“My friends and I definitely feel very insecure and isolated,” said Sophia Agapov, a member of St Petersburg's LGBT community. “Literally every single step can lead to prosecution.”
“It's like a second corona lockdown. It is better to stay home,” she told Euronews via text.
Over the weekend, gay-friendly nightclubs, bars and saunas in central Moscow were raided by police. The heavy-handed blitz – which reportedly saw people ordered to lie face down - came one day after Russia's top court banned the "international LGBT movement," claiming it was “extremist”.
That’s despite no LGBT "movement" formally existing.
Though she had already been trying to leave since the February 2022 Ukraine invasion, Agapov now hopes to escape Russia soon.
“It's just very hard to do if you are not very wealthy or an IT specialist,” she said. “I am not going to seek asylum as, in my view, it is the last resort. My house hasn’t been destroyed by a bomb and I am not an LGBT activist who can be sent to prison.”
Attacks on LGBT rights in Russia are far from new.
“I was not surprised at this decision,” said Professor Richard Mole Director of the School of Slavonic and East European Studies at UCL. “Whenever things are going badly for the Russian government they need a distraction.”
He cites a long list of examples. Following protests over Vladimir Putin's reelection in 2013, Moscow introduced a highly controversial "gay propaganda" law.
Called by Human Rights Watch (HRW) a “classic example of political homophobia”, it banned informing children about lesbian, gay, bisexual, and transgender relationships.
Again in 2022, with the Ukraine war “not going so well”, Mole cites how Putin extended the controversial law to all ages and ramped up fines to 400,000 rubles (€4,000) for offenders.
Many LGBT Russians with connections, money and education have left to the West over the years, but that doesn't apply to everybody. Those who do not have these advantages face increased state repression.
“Our social media can be used against us,” said queer woman Agapov, noting she was now hastily deleting online images from pride events she visited in the past - “just in case”.
“People have been previously arrested for posting political opinions, it is likely to continue with ‘extremist opinions’ shared on Twitter," she feared.
Recognising this "state violence", Dr Charlie Walker, comparative sociologist and Co-director of the Centre for Eastern European and Eurasian Studies at the University of Southampton, describes how anti-LGBT policies have fuelled homophobic vigilantism.
He points to cases of men pretending to be gay on dating apps and murdering their date to "defend Russia" or drunken fights where LGBT people are killed, with the authorities taking a lax approach to these crimes.
Center for Independent Social Research found that violence against LGBT people in Russia approximately doubled within five years after the "gay propaganda" law was passed in 2013.
"It's not safe anymore as anyone can turn out to be aggressive and willing to report us. People have generally become more hostile," Agapov told Euronews. "It has never been this way in my lifetime."
'Homosexuality is a Western disease'
The grim situation has forced people underground.
Young LGBT Russians feel heightened social isolation and alienation as a result of their sexuality, according to a report by HRW, which also found that harassment, bullying and discrimination from peers had spiked.
"It is normal for a human being to look for the love of your life, to seek for your significant other. However, you are safer if you are single now," said Agapov. "The couples I know have to be very, very cautious in public and pretend to be ‘friends’ even more often than before.
"Personally I probably won’t start a new relationship until I leave the country," she continued.
Compounding these issues is that there are no anti-discrimination laws in Russia, meaning people can be fired or kicked out of their housing due to their sexuality.

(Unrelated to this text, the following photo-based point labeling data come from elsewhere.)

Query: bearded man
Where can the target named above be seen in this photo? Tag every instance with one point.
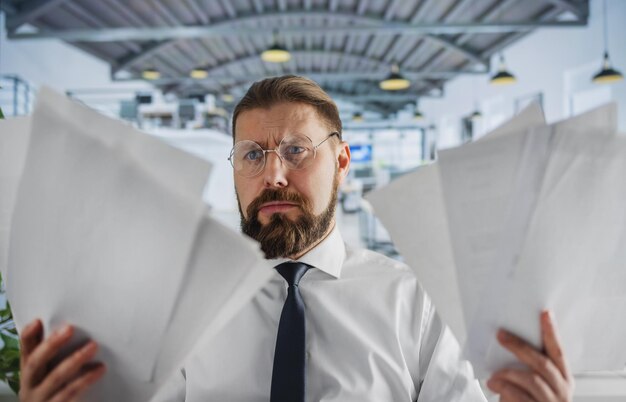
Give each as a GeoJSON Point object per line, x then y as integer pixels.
{"type": "Point", "coordinates": [334, 324]}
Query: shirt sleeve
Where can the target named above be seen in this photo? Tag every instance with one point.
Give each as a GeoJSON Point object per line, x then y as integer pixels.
{"type": "Point", "coordinates": [173, 389]}
{"type": "Point", "coordinates": [446, 377]}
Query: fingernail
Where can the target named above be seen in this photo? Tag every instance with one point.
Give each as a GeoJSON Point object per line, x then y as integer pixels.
{"type": "Point", "coordinates": [64, 330]}
{"type": "Point", "coordinates": [90, 347]}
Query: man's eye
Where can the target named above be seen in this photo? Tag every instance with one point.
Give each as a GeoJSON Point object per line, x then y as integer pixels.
{"type": "Point", "coordinates": [294, 150]}
{"type": "Point", "coordinates": [253, 156]}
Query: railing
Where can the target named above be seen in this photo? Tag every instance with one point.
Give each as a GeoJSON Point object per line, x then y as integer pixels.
{"type": "Point", "coordinates": [16, 95]}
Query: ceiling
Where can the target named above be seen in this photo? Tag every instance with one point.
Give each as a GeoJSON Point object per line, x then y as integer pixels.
{"type": "Point", "coordinates": [347, 46]}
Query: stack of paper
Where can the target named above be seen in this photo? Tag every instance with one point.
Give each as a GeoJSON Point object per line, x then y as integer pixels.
{"type": "Point", "coordinates": [527, 218]}
{"type": "Point", "coordinates": [109, 232]}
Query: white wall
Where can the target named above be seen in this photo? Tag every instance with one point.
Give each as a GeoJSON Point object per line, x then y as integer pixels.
{"type": "Point", "coordinates": [556, 62]}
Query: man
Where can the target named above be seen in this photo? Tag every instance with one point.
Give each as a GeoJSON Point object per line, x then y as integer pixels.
{"type": "Point", "coordinates": [334, 323]}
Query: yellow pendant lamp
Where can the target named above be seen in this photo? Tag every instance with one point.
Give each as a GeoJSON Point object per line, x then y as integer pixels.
{"type": "Point", "coordinates": [199, 73]}
{"type": "Point", "coordinates": [394, 81]}
{"type": "Point", "coordinates": [503, 76]}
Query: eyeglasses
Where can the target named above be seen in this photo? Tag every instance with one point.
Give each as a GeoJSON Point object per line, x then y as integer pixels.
{"type": "Point", "coordinates": [295, 151]}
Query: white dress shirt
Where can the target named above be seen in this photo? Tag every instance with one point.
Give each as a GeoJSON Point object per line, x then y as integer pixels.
{"type": "Point", "coordinates": [372, 334]}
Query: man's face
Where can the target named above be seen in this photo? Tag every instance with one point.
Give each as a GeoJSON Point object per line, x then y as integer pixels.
{"type": "Point", "coordinates": [289, 211]}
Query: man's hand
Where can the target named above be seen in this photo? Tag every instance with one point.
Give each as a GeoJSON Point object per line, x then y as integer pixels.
{"type": "Point", "coordinates": [547, 378]}
{"type": "Point", "coordinates": [64, 382]}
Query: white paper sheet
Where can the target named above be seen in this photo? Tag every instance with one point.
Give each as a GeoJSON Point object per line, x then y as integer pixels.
{"type": "Point", "coordinates": [96, 239]}
{"type": "Point", "coordinates": [14, 136]}
{"type": "Point", "coordinates": [418, 226]}
{"type": "Point", "coordinates": [494, 312]}
{"type": "Point", "coordinates": [573, 259]}
{"type": "Point", "coordinates": [225, 271]}
{"type": "Point", "coordinates": [480, 183]}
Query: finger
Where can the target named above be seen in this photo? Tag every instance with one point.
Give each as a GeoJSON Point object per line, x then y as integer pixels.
{"type": "Point", "coordinates": [530, 382]}
{"type": "Point", "coordinates": [508, 391]}
{"type": "Point", "coordinates": [36, 364]}
{"type": "Point", "coordinates": [67, 369]}
{"type": "Point", "coordinates": [73, 390]}
{"type": "Point", "coordinates": [533, 358]}
{"type": "Point", "coordinates": [30, 337]}
{"type": "Point", "coordinates": [552, 343]}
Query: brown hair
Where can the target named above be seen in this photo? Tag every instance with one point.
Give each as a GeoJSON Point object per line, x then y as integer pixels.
{"type": "Point", "coordinates": [289, 88]}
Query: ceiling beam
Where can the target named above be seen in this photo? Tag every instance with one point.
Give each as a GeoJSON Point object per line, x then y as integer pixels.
{"type": "Point", "coordinates": [29, 11]}
{"type": "Point", "coordinates": [580, 9]}
{"type": "Point", "coordinates": [316, 76]}
{"type": "Point", "coordinates": [467, 53]}
{"type": "Point", "coordinates": [239, 27]}
{"type": "Point", "coordinates": [8, 8]}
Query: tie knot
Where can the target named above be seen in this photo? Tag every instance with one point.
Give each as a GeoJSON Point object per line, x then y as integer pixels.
{"type": "Point", "coordinates": [292, 271]}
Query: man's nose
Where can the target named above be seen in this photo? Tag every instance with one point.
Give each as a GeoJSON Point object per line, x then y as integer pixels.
{"type": "Point", "coordinates": [275, 171]}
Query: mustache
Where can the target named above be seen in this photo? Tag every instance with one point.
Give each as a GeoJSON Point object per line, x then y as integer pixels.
{"type": "Point", "coordinates": [269, 195]}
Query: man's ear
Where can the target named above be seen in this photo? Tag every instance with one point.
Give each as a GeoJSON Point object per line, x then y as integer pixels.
{"type": "Point", "coordinates": [343, 160]}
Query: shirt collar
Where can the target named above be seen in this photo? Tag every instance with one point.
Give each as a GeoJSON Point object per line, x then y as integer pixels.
{"type": "Point", "coordinates": [327, 256]}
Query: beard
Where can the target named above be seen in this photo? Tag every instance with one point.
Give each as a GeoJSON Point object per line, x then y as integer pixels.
{"type": "Point", "coordinates": [282, 237]}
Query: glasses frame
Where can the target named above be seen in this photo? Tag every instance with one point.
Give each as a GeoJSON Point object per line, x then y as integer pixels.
{"type": "Point", "coordinates": [275, 150]}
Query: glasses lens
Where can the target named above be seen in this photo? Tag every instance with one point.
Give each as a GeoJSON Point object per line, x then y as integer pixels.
{"type": "Point", "coordinates": [247, 158]}
{"type": "Point", "coordinates": [296, 151]}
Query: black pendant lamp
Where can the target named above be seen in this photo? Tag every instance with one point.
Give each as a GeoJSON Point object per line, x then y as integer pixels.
{"type": "Point", "coordinates": [607, 74]}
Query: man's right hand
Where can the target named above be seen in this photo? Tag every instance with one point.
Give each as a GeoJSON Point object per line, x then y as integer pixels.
{"type": "Point", "coordinates": [64, 382]}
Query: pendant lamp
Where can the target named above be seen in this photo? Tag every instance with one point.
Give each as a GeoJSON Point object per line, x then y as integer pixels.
{"type": "Point", "coordinates": [503, 76]}
{"type": "Point", "coordinates": [607, 74]}
{"type": "Point", "coordinates": [150, 74]}
{"type": "Point", "coordinates": [395, 81]}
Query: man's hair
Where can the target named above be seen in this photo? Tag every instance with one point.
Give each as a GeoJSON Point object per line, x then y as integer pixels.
{"type": "Point", "coordinates": [289, 88]}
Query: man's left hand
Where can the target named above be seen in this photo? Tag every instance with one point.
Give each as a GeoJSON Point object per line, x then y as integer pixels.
{"type": "Point", "coordinates": [547, 378]}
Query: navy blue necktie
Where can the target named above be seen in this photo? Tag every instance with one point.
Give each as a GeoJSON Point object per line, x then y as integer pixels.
{"type": "Point", "coordinates": [289, 356]}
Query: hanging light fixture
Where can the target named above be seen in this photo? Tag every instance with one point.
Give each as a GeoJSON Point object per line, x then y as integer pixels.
{"type": "Point", "coordinates": [394, 81]}
{"type": "Point", "coordinates": [150, 74]}
{"type": "Point", "coordinates": [276, 53]}
{"type": "Point", "coordinates": [417, 115]}
{"type": "Point", "coordinates": [607, 74]}
{"type": "Point", "coordinates": [357, 117]}
{"type": "Point", "coordinates": [199, 73]}
{"type": "Point", "coordinates": [503, 76]}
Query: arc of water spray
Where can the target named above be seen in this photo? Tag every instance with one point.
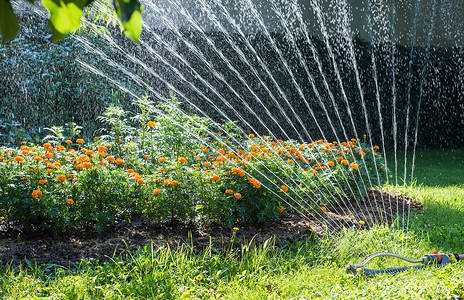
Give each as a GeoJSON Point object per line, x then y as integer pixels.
{"type": "Point", "coordinates": [194, 24]}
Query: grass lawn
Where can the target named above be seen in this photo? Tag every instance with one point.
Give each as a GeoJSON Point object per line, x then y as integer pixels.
{"type": "Point", "coordinates": [303, 270]}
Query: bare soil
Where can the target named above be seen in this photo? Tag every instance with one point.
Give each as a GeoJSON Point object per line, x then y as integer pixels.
{"type": "Point", "coordinates": [76, 245]}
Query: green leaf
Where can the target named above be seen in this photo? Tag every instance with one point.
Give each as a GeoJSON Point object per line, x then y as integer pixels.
{"type": "Point", "coordinates": [129, 11]}
{"type": "Point", "coordinates": [9, 24]}
{"type": "Point", "coordinates": [133, 28]}
{"type": "Point", "coordinates": [64, 16]}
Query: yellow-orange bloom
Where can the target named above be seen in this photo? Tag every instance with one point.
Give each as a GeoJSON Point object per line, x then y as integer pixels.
{"type": "Point", "coordinates": [36, 194]}
{"type": "Point", "coordinates": [19, 159]}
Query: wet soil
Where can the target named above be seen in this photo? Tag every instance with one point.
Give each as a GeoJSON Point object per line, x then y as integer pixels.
{"type": "Point", "coordinates": [17, 245]}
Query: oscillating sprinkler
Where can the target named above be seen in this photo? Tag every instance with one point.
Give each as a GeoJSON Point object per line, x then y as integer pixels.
{"type": "Point", "coordinates": [435, 259]}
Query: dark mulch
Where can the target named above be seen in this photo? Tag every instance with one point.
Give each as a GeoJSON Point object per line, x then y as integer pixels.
{"type": "Point", "coordinates": [81, 244]}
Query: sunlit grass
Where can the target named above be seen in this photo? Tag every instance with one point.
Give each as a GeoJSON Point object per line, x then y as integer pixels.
{"type": "Point", "coordinates": [302, 270]}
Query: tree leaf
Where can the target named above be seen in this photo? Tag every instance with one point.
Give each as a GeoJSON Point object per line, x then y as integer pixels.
{"type": "Point", "coordinates": [133, 28]}
{"type": "Point", "coordinates": [129, 11]}
{"type": "Point", "coordinates": [9, 24]}
{"type": "Point", "coordinates": [64, 16]}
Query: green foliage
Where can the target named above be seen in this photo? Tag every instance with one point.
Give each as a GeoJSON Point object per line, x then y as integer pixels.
{"type": "Point", "coordinates": [164, 164]}
{"type": "Point", "coordinates": [65, 16]}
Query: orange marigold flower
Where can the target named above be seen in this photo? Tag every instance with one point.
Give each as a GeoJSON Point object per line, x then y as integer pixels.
{"type": "Point", "coordinates": [36, 194]}
{"type": "Point", "coordinates": [19, 159]}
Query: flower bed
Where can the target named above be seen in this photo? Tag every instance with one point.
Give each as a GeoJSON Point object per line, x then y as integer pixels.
{"type": "Point", "coordinates": [167, 165]}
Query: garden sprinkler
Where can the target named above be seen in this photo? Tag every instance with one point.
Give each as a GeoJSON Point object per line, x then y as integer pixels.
{"type": "Point", "coordinates": [435, 259]}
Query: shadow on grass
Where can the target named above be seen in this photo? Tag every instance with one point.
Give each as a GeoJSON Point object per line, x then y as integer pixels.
{"type": "Point", "coordinates": [433, 168]}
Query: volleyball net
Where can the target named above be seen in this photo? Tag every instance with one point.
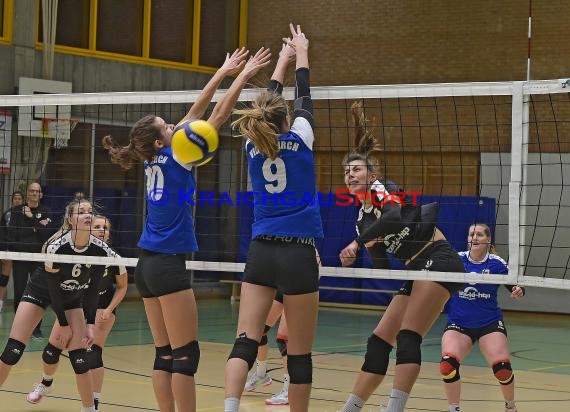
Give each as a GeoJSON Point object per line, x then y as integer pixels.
{"type": "Point", "coordinates": [494, 153]}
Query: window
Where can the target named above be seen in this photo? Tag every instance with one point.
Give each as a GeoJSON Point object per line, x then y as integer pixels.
{"type": "Point", "coordinates": [219, 31]}
{"type": "Point", "coordinates": [75, 31]}
{"type": "Point", "coordinates": [166, 33]}
{"type": "Point", "coordinates": [171, 33]}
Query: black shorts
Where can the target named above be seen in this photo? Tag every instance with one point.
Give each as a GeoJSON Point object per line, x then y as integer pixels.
{"type": "Point", "coordinates": [440, 257]}
{"type": "Point", "coordinates": [159, 274]}
{"type": "Point", "coordinates": [105, 298]}
{"type": "Point", "coordinates": [40, 297]}
{"type": "Point", "coordinates": [477, 333]}
{"type": "Point", "coordinates": [286, 264]}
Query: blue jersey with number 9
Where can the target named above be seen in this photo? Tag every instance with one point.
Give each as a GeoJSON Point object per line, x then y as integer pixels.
{"type": "Point", "coordinates": [169, 227]}
{"type": "Point", "coordinates": [284, 189]}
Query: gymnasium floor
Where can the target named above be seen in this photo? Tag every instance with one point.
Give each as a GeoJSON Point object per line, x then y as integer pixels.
{"type": "Point", "coordinates": [539, 343]}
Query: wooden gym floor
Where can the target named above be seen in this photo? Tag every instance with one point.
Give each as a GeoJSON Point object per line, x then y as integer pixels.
{"type": "Point", "coordinates": [539, 345]}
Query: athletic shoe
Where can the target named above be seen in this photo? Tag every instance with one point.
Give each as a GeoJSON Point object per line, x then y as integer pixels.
{"type": "Point", "coordinates": [38, 393]}
{"type": "Point", "coordinates": [255, 380]}
{"type": "Point", "coordinates": [281, 398]}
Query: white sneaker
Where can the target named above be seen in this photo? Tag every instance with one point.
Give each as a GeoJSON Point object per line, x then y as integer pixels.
{"type": "Point", "coordinates": [38, 393]}
{"type": "Point", "coordinates": [255, 380]}
{"type": "Point", "coordinates": [281, 398]}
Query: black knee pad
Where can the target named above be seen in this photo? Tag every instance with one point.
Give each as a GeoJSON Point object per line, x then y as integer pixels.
{"type": "Point", "coordinates": [245, 349]}
{"type": "Point", "coordinates": [79, 361]}
{"type": "Point", "coordinates": [282, 345]}
{"type": "Point", "coordinates": [95, 357]}
{"type": "Point", "coordinates": [300, 368]}
{"type": "Point", "coordinates": [163, 359]}
{"type": "Point", "coordinates": [186, 359]}
{"type": "Point", "coordinates": [503, 371]}
{"type": "Point", "coordinates": [377, 356]}
{"type": "Point", "coordinates": [12, 352]}
{"type": "Point", "coordinates": [449, 369]}
{"type": "Point", "coordinates": [408, 347]}
{"type": "Point", "coordinates": [51, 354]}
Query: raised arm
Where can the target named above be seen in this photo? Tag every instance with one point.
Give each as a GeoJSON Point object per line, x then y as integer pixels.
{"type": "Point", "coordinates": [303, 105]}
{"type": "Point", "coordinates": [232, 64]}
{"type": "Point", "coordinates": [224, 107]}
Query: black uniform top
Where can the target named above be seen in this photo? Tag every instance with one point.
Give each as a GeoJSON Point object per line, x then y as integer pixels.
{"type": "Point", "coordinates": [74, 280]}
{"type": "Point", "coordinates": [367, 216]}
{"type": "Point", "coordinates": [404, 229]}
{"type": "Point", "coordinates": [27, 234]}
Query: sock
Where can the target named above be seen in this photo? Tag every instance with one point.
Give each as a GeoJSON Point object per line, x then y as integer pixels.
{"type": "Point", "coordinates": [231, 405]}
{"type": "Point", "coordinates": [397, 401]}
{"type": "Point", "coordinates": [261, 368]}
{"type": "Point", "coordinates": [47, 380]}
{"type": "Point", "coordinates": [286, 382]}
{"type": "Point", "coordinates": [353, 404]}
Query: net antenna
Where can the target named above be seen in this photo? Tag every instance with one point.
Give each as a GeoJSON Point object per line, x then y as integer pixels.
{"type": "Point", "coordinates": [59, 129]}
{"type": "Point", "coordinates": [49, 20]}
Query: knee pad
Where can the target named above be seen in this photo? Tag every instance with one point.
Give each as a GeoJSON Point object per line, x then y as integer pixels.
{"type": "Point", "coordinates": [79, 361]}
{"type": "Point", "coordinates": [282, 345]}
{"type": "Point", "coordinates": [186, 359]}
{"type": "Point", "coordinates": [163, 359]}
{"type": "Point", "coordinates": [95, 357]}
{"type": "Point", "coordinates": [12, 352]}
{"type": "Point", "coordinates": [264, 340]}
{"type": "Point", "coordinates": [245, 349]}
{"type": "Point", "coordinates": [377, 356]}
{"type": "Point", "coordinates": [408, 347]}
{"type": "Point", "coordinates": [449, 369]}
{"type": "Point", "coordinates": [503, 371]}
{"type": "Point", "coordinates": [51, 354]}
{"type": "Point", "coordinates": [300, 368]}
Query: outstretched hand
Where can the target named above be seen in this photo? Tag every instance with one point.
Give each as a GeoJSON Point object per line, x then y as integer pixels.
{"type": "Point", "coordinates": [298, 41]}
{"type": "Point", "coordinates": [234, 62]}
{"type": "Point", "coordinates": [256, 62]}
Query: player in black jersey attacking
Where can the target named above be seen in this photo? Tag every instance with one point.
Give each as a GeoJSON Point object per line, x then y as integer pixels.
{"type": "Point", "coordinates": [109, 298]}
{"type": "Point", "coordinates": [389, 224]}
{"type": "Point", "coordinates": [72, 291]}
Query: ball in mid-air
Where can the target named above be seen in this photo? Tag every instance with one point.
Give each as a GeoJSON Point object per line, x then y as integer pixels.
{"type": "Point", "coordinates": [194, 142]}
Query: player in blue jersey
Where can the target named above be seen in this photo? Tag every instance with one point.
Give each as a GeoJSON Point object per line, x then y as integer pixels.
{"type": "Point", "coordinates": [282, 252]}
{"type": "Point", "coordinates": [474, 315]}
{"type": "Point", "coordinates": [168, 235]}
{"type": "Point", "coordinates": [109, 298]}
{"type": "Point", "coordinates": [362, 178]}
{"type": "Point", "coordinates": [71, 290]}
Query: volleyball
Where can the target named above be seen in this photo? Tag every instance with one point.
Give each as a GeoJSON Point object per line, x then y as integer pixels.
{"type": "Point", "coordinates": [194, 142]}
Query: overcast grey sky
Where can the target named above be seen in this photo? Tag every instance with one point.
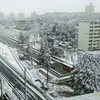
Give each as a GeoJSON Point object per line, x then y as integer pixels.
{"type": "Point", "coordinates": [42, 6]}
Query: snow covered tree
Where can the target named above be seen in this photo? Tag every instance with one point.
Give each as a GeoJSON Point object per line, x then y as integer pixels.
{"type": "Point", "coordinates": [45, 56]}
{"type": "Point", "coordinates": [27, 26]}
{"type": "Point", "coordinates": [87, 75]}
{"type": "Point", "coordinates": [21, 38]}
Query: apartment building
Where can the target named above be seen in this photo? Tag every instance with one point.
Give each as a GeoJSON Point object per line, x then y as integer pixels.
{"type": "Point", "coordinates": [89, 9]}
{"type": "Point", "coordinates": [89, 35]}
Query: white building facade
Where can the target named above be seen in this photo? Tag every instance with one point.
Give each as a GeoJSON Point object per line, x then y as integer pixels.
{"type": "Point", "coordinates": [89, 9]}
{"type": "Point", "coordinates": [89, 35]}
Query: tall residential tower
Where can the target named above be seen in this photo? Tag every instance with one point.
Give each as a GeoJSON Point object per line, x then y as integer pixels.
{"type": "Point", "coordinates": [89, 9]}
{"type": "Point", "coordinates": [89, 35]}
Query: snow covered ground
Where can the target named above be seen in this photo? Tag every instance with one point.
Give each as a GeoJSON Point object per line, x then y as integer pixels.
{"type": "Point", "coordinates": [7, 89]}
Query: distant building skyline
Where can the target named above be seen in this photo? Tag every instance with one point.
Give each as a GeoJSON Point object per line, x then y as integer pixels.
{"type": "Point", "coordinates": [43, 6]}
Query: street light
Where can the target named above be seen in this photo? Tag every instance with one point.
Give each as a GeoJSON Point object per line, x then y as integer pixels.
{"type": "Point", "coordinates": [25, 83]}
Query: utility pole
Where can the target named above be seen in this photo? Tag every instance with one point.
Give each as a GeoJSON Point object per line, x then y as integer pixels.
{"type": "Point", "coordinates": [1, 90]}
{"type": "Point", "coordinates": [25, 83]}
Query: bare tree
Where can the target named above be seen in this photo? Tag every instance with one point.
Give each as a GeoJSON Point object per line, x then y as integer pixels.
{"type": "Point", "coordinates": [87, 75]}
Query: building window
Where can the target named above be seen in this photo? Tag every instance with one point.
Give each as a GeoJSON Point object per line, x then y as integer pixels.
{"type": "Point", "coordinates": [91, 30]}
{"type": "Point", "coordinates": [90, 37]}
{"type": "Point", "coordinates": [91, 23]}
{"type": "Point", "coordinates": [90, 44]}
{"type": "Point", "coordinates": [91, 26]}
{"type": "Point", "coordinates": [90, 40]}
{"type": "Point", "coordinates": [90, 33]}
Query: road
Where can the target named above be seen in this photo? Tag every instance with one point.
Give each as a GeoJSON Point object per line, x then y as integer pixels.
{"type": "Point", "coordinates": [17, 83]}
{"type": "Point", "coordinates": [58, 67]}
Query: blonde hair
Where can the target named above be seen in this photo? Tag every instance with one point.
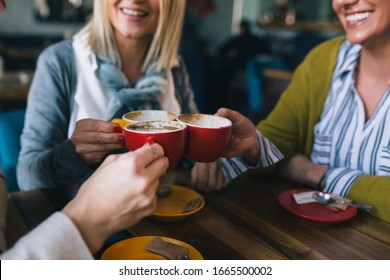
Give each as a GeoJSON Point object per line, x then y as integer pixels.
{"type": "Point", "coordinates": [98, 34]}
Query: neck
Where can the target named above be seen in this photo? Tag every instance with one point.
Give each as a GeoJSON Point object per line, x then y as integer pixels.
{"type": "Point", "coordinates": [376, 63]}
{"type": "Point", "coordinates": [132, 53]}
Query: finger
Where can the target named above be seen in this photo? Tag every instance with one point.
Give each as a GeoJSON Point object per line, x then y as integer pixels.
{"type": "Point", "coordinates": [84, 149]}
{"type": "Point", "coordinates": [147, 154]}
{"type": "Point", "coordinates": [97, 137]}
{"type": "Point", "coordinates": [96, 126]}
{"type": "Point", "coordinates": [158, 167]}
{"type": "Point", "coordinates": [232, 115]}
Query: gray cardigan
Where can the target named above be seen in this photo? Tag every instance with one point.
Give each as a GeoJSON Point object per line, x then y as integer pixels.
{"type": "Point", "coordinates": [48, 158]}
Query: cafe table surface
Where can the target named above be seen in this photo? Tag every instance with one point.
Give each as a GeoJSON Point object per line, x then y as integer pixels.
{"type": "Point", "coordinates": [243, 221]}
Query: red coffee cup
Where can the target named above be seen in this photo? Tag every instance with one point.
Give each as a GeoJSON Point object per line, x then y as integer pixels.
{"type": "Point", "coordinates": [207, 136]}
{"type": "Point", "coordinates": [171, 135]}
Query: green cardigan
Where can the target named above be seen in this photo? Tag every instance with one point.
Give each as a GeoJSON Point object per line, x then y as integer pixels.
{"type": "Point", "coordinates": [290, 126]}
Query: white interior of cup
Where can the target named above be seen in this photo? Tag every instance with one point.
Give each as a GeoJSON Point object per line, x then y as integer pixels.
{"type": "Point", "coordinates": [149, 115]}
{"type": "Point", "coordinates": [155, 126]}
{"type": "Point", "coordinates": [205, 120]}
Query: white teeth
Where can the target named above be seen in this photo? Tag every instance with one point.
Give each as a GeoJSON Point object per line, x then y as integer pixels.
{"type": "Point", "coordinates": [133, 13]}
{"type": "Point", "coordinates": [358, 16]}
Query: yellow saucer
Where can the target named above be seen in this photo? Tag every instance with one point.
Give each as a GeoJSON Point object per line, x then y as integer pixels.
{"type": "Point", "coordinates": [134, 249]}
{"type": "Point", "coordinates": [170, 208]}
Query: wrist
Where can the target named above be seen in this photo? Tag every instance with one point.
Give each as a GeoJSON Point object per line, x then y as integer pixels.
{"type": "Point", "coordinates": [252, 153]}
{"type": "Point", "coordinates": [91, 232]}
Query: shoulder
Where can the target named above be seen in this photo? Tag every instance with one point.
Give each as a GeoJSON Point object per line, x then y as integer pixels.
{"type": "Point", "coordinates": [327, 48]}
{"type": "Point", "coordinates": [58, 52]}
{"type": "Point", "coordinates": [323, 57]}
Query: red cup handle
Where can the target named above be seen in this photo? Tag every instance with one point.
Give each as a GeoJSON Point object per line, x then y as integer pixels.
{"type": "Point", "coordinates": [149, 141]}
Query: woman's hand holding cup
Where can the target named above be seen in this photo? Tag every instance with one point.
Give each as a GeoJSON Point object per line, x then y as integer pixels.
{"type": "Point", "coordinates": [94, 139]}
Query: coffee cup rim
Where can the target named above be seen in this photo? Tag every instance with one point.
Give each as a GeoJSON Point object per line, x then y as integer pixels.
{"type": "Point", "coordinates": [126, 127]}
{"type": "Point", "coordinates": [206, 127]}
{"type": "Point", "coordinates": [174, 116]}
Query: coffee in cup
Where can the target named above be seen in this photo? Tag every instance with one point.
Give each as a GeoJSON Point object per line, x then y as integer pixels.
{"type": "Point", "coordinates": [144, 115]}
{"type": "Point", "coordinates": [207, 136]}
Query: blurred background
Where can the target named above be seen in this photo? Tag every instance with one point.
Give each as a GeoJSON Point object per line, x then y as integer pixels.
{"type": "Point", "coordinates": [240, 53]}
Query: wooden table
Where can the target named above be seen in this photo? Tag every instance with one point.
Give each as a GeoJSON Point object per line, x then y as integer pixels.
{"type": "Point", "coordinates": [245, 221]}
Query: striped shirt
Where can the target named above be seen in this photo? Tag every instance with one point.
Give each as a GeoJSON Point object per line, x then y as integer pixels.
{"type": "Point", "coordinates": [269, 154]}
{"type": "Point", "coordinates": [343, 140]}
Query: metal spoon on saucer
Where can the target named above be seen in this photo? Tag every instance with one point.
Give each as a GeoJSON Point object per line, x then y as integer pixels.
{"type": "Point", "coordinates": [326, 199]}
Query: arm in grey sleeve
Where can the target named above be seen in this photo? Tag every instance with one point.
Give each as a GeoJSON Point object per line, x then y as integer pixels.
{"type": "Point", "coordinates": [269, 154]}
{"type": "Point", "coordinates": [57, 238]}
{"type": "Point", "coordinates": [47, 157]}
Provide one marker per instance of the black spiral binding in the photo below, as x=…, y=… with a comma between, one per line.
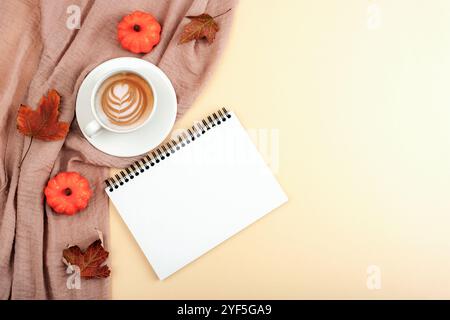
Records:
x=167, y=149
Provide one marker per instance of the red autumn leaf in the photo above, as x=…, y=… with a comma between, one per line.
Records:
x=43, y=123
x=90, y=262
x=201, y=26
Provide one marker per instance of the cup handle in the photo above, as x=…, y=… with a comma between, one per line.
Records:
x=92, y=128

According to sociologist Walker, Putin is ultimately pushing this ultra-conservativism to cement his grip on power.
He claims the Russian leader invokes the LGBT community - which is more visible in the West - to argue that Russian society and traditions are under siege by Western values.
"LGBT people are used as a symbol of foreign threat," Walker explained. "Part of the attempted legitimacy of the Putin regime is protecting the special status of Russia as a unique culture, under threat from what he sees as immoral political and cultural developments in the West."
"It's a populist move," he added.
Though homosexuality was legalised in Russia in 1993, Mole explains that anti-LGBT sentiment resonates with some people because the appearance of this community is "closely associated" with the economic collapse and breakdown of the Soviet Union in the 90s. Orthodox religious sentiment in the population also plays a part.
'A terrible rainbow plague'
As the Ukraine war drags on, experts told Euronews they feared Moscow would double down on its homophobia and increasing authoritarianism.
"The only way this is going to move in a different direction is after the Putin regime comes to an end," claimed Walker.
Meanwhile, Mole also feared the Russian leader would not stop there. He told Euronews that Russia would likely pursue more discriminatory policies, with elections looming in 2024.
“Putin is a creative man,” he said, suggesting up next could be taking children away from LGBT parents or re-criminalising homosexuality.
“I am not sure what he would do after that.”